Dirección General de Divulgación de la Ciencia, UNAM
Publicado en Milenio Diario, 30 de marzo de 2011
Un mamavirus gigante con varios virófagos Sputnik en su interior |
Los virus son entidades extrañas: se hallan en la frontera entre lo vivo y lo inanimado (sólo presentan funciones vitales cuando parasitan una célula), y su origen evolutivo sigue siendo un misterio (aunque hay diversas hipótesis al respecto, e incluso puede ser que hayan tenido varios orígenes). En 1992 se encontró un tipo de virus sorprendente, que infecta a cierto tipo de amibas de agua sucia (Acanthamoeba polyphaga). Era tan grande que podía verse al microscopio, y por ello se lo confundió con una bacteria. Cuando en 2003 se descubrió el error, se lo llamó “mimivirus” (de mimós, imitar).
En septiembre de 2008 Didier Raoult, del Centro Nacional de la Investigación Científica, en Francia, descubrió un virus aún más grande, pariente del mimivirus, y en son de broma lo llamó “mamavirus”. Pero había más sorpresas: también halló otro pequeño virus asociado a éste, que no podía reproducirse dentro de las amibas si éstas no estaban infectadas por el mamavirus. A este tipo de virus se les conoce como “virus satélite”; usando nuevamente el humor, el pequeño acompañante fue llamado Sputnik (en alusión al primer satélite artificial, y debido a que en ruso el nombre significa, precisamente, “viajero acompañante”).
Pero el virus Sputnik no sólo acompaña al mamavirus: lo parasita. No porque se meta dentro del virus gigante, sino que aprovecha la maquinaria de reproducción controlada por el mamavirus para producir sus propias copias, y al hacerlo estorba la reproducción del propio mamavirus (frenándola y produciendo copias defectuosas, que tienen dificultades para infectar a nuevas amibas). Debido a ello, y a pesar de que el nombre nuevamente sea inexacto, se le clasificó como un “virófago” (por comparación con los bacteriófagos).
Tanto el mimivirus como el mamavirus y su acompañante Sputnik habían sido aislados de torres de enfriamiento de agua. Pero esta semana, en la Revista de la Academia Nacional de Ciencias de los Estados Unidos (PNAS), el equipo de Ricardo Cavicchioli, de la Universidad de Nueva Gales del Sur, en Australia, anuncia el descubrimiento de un nuevo virófago, esta vez silvestre, en el hipersalino Lago Orgánico, en la Antártida.

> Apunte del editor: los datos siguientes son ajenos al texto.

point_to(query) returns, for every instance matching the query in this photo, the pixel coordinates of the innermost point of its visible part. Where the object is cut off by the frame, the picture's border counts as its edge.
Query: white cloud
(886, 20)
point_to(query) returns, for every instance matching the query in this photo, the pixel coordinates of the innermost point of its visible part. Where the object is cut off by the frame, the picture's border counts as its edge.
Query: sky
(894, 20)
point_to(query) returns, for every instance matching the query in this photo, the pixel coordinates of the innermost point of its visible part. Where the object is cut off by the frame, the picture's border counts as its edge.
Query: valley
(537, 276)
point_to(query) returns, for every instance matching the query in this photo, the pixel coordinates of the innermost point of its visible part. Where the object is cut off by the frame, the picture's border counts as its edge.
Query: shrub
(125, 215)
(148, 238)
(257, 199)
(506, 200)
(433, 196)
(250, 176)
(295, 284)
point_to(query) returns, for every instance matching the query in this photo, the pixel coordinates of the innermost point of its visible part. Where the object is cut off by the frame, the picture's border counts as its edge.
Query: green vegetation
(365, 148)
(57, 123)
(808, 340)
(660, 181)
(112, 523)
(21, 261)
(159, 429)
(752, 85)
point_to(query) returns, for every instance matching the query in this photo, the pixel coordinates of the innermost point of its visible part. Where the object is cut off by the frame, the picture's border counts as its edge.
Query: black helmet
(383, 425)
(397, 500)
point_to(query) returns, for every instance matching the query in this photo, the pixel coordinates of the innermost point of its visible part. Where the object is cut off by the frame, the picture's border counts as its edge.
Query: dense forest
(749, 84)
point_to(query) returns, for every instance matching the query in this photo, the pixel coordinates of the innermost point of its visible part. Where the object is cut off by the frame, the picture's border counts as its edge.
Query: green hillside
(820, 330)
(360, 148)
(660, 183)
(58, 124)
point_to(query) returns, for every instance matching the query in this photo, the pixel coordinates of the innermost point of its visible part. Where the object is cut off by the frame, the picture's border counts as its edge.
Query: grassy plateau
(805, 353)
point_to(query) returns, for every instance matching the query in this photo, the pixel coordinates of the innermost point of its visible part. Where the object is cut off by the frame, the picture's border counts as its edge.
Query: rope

Lo más asombroso es que este virus, llamado “virófago del lago orgánico” (VLO, o en inglés, OLV), que parasita a los llamados ficodnavirus, que atacan a las algas del lago (ficos = alga), podría de hecho controlar la ecología del lago. Como se comprobó mediante modelos computacionales, al impedir que los ficodnavirus infecten a demasiadas algas, el VLO mantiene el equilibrio del lago, al reducir la mortalidad de algas y aumentar la frecuencia de sus brotes durante el verano austral.
La naturaleza nos muestra que la vida –y los virus, se consideren vivos o no, son indudablemente sistemas biológicos– puede existir en niveles distintos, anidados unos dentro de otros como muñecas rusas. Se ha descubierto ya un tercer virófago (el mavirus, que parasita a otro virus gigante que a su vez infecta a un flagelado marino que lleva el curioso nombre de Cafeteria roenbergensis), lo que hace pensar que son más comunes de lo que se pensaba. Quizá pronto presenciaremos una pequeña revolución en la biología: los elementos más pequeños de la vida podrían ser fundamentales para el control de ecosistemas completos.